I stopped talking as I noticed the screen Corbin was pointing at. I got in closer to look at the imagery, to find the scientific jargon littering the screen around a picture of the Seal. More aptly, she was called the 'base template.' Template of what? I couldn't understand the mix of Britannian and script characters illuminating from the screen in blocky, green text. There were a few more photos as I managed to scroll down, showing the vats and talking here and there of genetic manipulation.

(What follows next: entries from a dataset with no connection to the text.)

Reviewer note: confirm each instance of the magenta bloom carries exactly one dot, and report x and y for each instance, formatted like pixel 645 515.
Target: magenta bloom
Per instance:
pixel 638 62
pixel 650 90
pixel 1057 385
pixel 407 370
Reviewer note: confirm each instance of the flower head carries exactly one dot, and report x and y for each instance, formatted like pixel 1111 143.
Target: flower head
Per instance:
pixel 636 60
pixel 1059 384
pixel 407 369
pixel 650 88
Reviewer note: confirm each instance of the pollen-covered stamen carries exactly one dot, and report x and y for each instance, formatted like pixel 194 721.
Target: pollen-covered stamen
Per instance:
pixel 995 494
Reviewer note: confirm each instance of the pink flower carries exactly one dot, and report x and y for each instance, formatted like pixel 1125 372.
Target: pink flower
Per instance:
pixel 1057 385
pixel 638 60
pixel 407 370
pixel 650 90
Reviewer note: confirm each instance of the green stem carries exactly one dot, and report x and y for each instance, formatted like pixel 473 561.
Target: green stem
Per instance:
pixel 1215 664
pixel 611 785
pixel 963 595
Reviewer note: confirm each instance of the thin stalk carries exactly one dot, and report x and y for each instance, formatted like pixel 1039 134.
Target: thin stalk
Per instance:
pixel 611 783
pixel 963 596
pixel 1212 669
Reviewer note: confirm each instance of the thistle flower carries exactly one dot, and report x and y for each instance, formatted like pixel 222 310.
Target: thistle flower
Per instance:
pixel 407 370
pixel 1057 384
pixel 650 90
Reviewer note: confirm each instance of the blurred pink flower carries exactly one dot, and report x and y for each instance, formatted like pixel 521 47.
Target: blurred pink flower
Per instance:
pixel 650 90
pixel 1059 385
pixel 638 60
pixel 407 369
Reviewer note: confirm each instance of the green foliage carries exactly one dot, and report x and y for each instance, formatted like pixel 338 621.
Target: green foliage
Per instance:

A cold chill went down my spine as I read on further and further. I could understand little of it, but whatever it was, it was of no good. In the simplest terms, it seemed that Ishmael or Typhous—maybe both—were looking to use the Seal's DNA to enact some sort of change. Some sort of genetical experiment or test. I couldn't make the whole of it out—and that wasn't just because I couldn't understand the geneticist lingo.

The kid was more important than some component for some vaguely defined ritual, yet I did not know for what or for why.

"I'll be damned," Geraldine said, peeking at the screen over my shoulder. "You've been right all along."

"Really?" I asked sarcastically. "Did you think with all we've been through that this would be the key to me being honest?"

Geraldine gave me a scornful look and a smack across the back of my head.

"Hey, where's Thimble?" Lilly asked, interrupting our roughhousing.

I turned my head and looked up when she said that. Thimble wasn't here. I could only guesstimate where he was as we heard a loud pop and the sound effects that came with magic scorching the air. It sounded like it was pretty close by.

We ran out of the room and further down the hall, to the left where there were steps that went down. We followed the sounds until we came to the centerpiece of the facility, a little ways down in the basement. The whole of the room was cylinder in shape, a center platform floating above an endless pit and only attached to the hall we were in by a mechanical bridge. The platform floated with either the aid of magic or some technology unknown to us, distant from the walls which held the vats filled with tawny liquids, and distant from us.

On this center platform stood Ishmael, Meredith, and Typhous—with my staff—all near a computer terminal and a tubular-shaped chamber, just big enough for an adult to lay in. In front of them was Thimble, who was kneeling near the tubular bed chamber. He was bleeding, his blood pooling on the floor and all over the shiny metal of the bedding he was clutching. Damn fool had rushed on in.